Et pour qu'on ne s'étonne pas de m'entendre parler en ces termes d'un homme qui suit une profession autre que la mienne, qui s'est livré à un genre différent de l'art oratoire, je dirai que moi-même je ne me suis jamais livré tout entier exclusivement à l'étude de l'éloquence.
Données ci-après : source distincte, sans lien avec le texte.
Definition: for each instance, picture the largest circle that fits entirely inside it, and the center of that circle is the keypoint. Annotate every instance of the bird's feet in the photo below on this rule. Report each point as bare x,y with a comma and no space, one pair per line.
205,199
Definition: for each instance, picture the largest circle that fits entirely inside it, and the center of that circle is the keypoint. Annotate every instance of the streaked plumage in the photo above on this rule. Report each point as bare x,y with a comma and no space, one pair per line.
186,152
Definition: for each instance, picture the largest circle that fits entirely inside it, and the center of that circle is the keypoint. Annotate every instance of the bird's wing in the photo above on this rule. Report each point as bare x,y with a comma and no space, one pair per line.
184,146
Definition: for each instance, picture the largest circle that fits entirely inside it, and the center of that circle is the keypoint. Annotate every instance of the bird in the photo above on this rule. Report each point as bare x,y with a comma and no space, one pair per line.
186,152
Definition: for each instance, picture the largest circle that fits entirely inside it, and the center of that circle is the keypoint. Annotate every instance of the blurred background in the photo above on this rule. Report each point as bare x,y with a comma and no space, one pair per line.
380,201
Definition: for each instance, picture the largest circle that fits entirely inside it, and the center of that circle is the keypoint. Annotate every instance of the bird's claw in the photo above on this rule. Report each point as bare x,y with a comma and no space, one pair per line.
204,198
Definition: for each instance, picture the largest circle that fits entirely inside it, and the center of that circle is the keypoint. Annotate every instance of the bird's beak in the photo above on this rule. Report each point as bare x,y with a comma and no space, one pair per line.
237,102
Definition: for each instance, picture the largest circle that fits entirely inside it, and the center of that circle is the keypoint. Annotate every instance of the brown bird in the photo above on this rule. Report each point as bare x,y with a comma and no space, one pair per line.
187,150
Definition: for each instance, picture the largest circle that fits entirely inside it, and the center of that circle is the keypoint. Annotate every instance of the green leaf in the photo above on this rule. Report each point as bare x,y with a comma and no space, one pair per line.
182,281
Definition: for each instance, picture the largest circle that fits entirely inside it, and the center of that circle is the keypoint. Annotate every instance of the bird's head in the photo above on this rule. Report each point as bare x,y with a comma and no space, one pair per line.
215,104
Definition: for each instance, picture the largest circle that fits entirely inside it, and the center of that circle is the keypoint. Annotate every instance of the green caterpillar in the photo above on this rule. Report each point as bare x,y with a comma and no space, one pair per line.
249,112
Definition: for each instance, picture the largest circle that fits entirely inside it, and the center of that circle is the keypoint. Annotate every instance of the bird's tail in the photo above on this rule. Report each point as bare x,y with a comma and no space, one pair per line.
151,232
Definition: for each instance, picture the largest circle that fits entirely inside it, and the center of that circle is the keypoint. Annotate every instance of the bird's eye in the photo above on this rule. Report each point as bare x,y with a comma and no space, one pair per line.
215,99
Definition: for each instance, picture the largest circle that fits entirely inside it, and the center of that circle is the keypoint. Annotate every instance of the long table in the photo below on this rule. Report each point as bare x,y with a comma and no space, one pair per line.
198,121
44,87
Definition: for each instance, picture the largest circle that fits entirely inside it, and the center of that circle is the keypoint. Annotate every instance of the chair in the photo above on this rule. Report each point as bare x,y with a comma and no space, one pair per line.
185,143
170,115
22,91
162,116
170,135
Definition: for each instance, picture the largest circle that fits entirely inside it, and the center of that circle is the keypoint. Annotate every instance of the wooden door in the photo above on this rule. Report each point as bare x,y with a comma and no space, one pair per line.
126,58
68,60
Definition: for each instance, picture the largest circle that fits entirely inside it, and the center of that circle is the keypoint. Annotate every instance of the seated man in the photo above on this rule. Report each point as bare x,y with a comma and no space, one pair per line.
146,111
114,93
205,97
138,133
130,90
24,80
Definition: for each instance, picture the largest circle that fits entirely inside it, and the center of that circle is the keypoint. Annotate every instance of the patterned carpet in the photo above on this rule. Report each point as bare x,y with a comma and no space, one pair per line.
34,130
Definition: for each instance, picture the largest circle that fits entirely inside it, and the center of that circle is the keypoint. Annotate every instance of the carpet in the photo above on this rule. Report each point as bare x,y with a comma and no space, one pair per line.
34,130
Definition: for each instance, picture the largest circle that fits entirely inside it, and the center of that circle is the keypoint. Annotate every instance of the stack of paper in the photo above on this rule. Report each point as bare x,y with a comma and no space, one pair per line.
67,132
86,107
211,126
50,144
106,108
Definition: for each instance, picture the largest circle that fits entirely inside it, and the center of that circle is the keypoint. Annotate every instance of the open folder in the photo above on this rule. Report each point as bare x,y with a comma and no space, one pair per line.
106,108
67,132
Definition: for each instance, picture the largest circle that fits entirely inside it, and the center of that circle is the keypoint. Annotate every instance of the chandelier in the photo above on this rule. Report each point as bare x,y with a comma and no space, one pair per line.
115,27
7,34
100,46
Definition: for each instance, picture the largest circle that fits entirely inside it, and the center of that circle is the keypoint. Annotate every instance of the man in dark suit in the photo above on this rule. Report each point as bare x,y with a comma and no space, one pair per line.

En effet, tous les arts qui ont pour but la culture de l'esprit sont unis entra eux par un lien commun et par une espèce de parenté étroite.

II. Mais, pour qu'il ne paraisse étonnant à aucun de vous, que, dans une question d'état, dans une cause de droit public, plaidée devant un préteur très distingué du peuple romain, devant les juges les plus respectables, en présence d'une assemblée si nombreuse, je parle un langage étranger non seulement aux usages des tribunaux, mais au genre judiciaire ; je vous prie de m'accorder, dans cette cause, une grâce que vous ne pouvez refuser à la qualité de l'accusé, une grâce qui, je l'espère, n'a rien de pénible pour vous ; c'est que, parlant pour un grand poëte, pour un homme d'une vaste instruction, dans cette assemblée où siègent tant de savants, devant un préteur et des juges si éclairés ; parlant, dis-je, pour un homme qu'une vie tranquille et studieuse a toujours tenu loin de nos périlleux débats, je puisse m'exprimer dans un langage presque nouveau et inusité dans cette enceinte.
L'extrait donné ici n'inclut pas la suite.